The UK has mapped plans for a “broad energy cooperation” with the EU after Brexit.
London has suggested a series of options for electricity trading in a white paper published on Thursday, including leaving the Internal Energy Market.
Under this scenario, the UK would “explore what would be needed to ensure trade over interconnectors would continue without automatic capacity allocation”.
The white paper also proposes continued participation in the internal market.
“In this case, the UK would need a common rulebook with the EU on the technical rules for electricity trading....as well as a consistent approach to carbon pricing necessary for the market to function,” said the document.
“However, the UK does not believe that participation in the internal European market should require a common rulebook on wider environmental and climate change rules.”
London also wants “to explore” options for continued transmission system operator participation in the inter-TSO compensation mechanism scheme and “continued membership” of European networks for the system operators.

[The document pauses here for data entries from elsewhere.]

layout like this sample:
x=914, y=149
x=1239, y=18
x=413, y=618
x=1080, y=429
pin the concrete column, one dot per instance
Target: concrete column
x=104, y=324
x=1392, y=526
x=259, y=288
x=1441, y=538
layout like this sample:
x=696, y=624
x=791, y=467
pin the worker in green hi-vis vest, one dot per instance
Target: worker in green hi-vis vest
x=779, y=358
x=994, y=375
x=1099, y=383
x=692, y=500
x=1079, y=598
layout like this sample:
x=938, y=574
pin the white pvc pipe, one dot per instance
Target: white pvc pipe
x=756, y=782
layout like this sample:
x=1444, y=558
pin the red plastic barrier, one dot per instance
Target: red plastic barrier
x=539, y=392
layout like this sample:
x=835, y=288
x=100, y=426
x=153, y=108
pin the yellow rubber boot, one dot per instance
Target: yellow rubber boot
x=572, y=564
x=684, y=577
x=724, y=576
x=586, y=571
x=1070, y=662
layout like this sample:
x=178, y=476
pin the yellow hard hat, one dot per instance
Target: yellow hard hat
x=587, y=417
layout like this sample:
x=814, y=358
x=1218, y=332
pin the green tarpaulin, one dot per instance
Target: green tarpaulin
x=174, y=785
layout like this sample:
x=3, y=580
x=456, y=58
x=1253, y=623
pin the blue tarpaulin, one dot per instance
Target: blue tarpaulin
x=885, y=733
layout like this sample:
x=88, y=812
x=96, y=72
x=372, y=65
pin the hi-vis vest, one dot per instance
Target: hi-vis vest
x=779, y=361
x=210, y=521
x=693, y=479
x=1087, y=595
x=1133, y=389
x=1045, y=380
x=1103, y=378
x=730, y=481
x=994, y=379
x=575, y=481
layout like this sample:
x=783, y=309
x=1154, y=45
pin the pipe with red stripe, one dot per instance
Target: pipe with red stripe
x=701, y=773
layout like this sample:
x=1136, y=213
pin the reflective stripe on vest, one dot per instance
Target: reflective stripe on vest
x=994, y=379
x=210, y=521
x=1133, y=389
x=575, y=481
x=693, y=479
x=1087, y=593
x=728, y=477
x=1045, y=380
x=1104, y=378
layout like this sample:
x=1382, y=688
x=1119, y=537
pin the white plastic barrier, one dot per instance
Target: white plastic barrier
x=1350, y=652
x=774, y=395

Meanwhile, the UK has mapped a plan to preserve the single electricity market (SEM) that currently operates on the island of Ireland “in any eventuality”.
It said: “Negotiators have already made good progress on a legal provision to underpin the SEM in the withdrawal agreement and the UK will work with the EU to ensure that the SEM is maintained in any future scenario.”
The paper said the “UK remains committed to delivering cost-effective, clean and secure energy supplies”.